Le 1er. – Le matin, en regardant du côté de la mer, à la marée basse, j’apperçus par extraordinaire sur le rivage quelque chose de gros qui ressemblait assez à un tonneau ; quand je m’en fus approché, je vis que c’était un baril et quelques débris du vaisseau qui avaient été jetés sur le rivage par le dernier ouragan. Portant alors mes regards vers la carcasse du vaisseau, il me sembla qu’elle sortait au-dessus de l’eau plus que de coutume. J’examinai le baril qui était sur la grève, je reconnus qu’il contenait de la poudre à canon, mais qu’il avait pris l’eau et que cette poudre ne formait plus qu’une masse aussi dure qu’une pierre. Néanmoins, provisoirement, je le roulai plus loin sur le rivage, et je m’avançai sur le sable le plus près possible de la coque du navire, afin de mieux la voir.

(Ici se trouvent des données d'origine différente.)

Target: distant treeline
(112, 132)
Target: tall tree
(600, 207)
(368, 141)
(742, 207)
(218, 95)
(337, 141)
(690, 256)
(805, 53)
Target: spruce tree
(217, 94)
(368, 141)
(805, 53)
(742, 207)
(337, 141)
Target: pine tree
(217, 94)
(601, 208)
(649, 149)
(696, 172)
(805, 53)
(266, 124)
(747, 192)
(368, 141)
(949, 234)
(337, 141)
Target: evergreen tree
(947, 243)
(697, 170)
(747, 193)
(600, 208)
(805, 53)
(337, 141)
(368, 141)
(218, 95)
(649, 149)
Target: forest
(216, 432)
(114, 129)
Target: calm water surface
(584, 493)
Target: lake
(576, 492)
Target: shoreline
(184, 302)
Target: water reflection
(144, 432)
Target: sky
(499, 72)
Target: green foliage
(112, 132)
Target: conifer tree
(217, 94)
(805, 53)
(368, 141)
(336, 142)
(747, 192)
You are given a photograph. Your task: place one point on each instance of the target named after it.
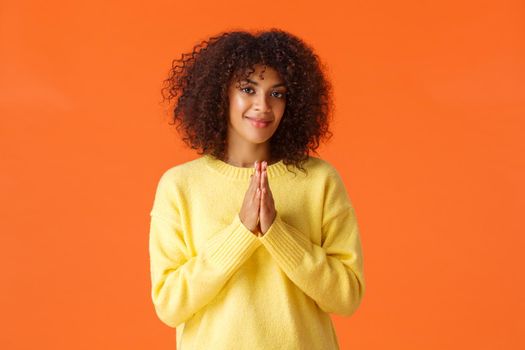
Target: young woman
(247, 252)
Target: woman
(245, 252)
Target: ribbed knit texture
(222, 287)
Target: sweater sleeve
(182, 282)
(331, 273)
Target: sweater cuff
(230, 248)
(285, 243)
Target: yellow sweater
(223, 287)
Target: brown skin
(258, 209)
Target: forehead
(262, 73)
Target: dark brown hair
(199, 82)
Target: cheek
(238, 104)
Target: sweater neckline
(242, 173)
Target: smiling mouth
(260, 120)
(259, 124)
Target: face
(256, 99)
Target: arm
(331, 273)
(182, 283)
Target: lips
(260, 120)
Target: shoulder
(180, 172)
(319, 167)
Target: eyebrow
(255, 83)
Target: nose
(262, 104)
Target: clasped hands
(258, 208)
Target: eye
(244, 88)
(281, 95)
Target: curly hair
(199, 82)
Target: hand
(249, 213)
(267, 211)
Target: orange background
(428, 137)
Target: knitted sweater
(222, 287)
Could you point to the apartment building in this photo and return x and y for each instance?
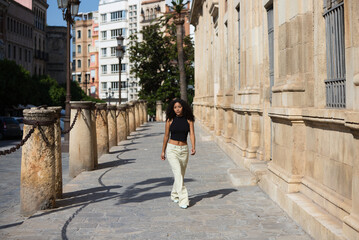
(81, 46)
(116, 18)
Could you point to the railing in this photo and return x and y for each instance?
(335, 93)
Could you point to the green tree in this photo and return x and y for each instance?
(155, 61)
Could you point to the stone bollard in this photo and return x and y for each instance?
(38, 164)
(82, 152)
(102, 129)
(158, 110)
(112, 129)
(131, 117)
(121, 123)
(58, 157)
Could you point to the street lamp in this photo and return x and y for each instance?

Quand je fus descendu tout proche, je trouvai sa position étonnamment changée. Le château de proue, qui d’abord était enfoncé dans le sable, était alors élevé de six pieds au moins, et la poupe, que la violence de la mer avait brisée et séparée du reste peu de temps après que j’y eus fait mes dernières recherches, avait lancée, pour ainsi dire, et jetée sur le côté. Le sable s’était tellement amoncelé près de l’arrière, que là où auparavant une grande étendue d’eau m’empêchait d’approcher à plus d’un quart de mille sans me mettre à la nage, je pouvais marcher jusqu’au vaisseau quand la marée était basse. Je fus d’abord surpris de cela, mais bientôt je conclus que le tremblement de terre devait en être la cause ; et, comme il avait augmenté le bris du vaisseau, chaque jour il venait au rivage quantité de choses que la mer avait détachées, et que les vents et les flots roulaient par degrés jusqu’à terre.
Ceci vint me distraire totalement de mon dessein de changer d’habitation, et ma principale affaire, ce jour-là, fut de chercher à pénétrer dans le vaisseau : mais je vis que c’était une chose que je ne devais point espérer, car son intérieur était encombré de sable. Néanmoins, comme j’avais appris à ne désespérer de rien, je résolus d’en arracher par morceaux ce que je pourrais, persuadé que tout ce que j’en tirerais me serait de quelque utilité.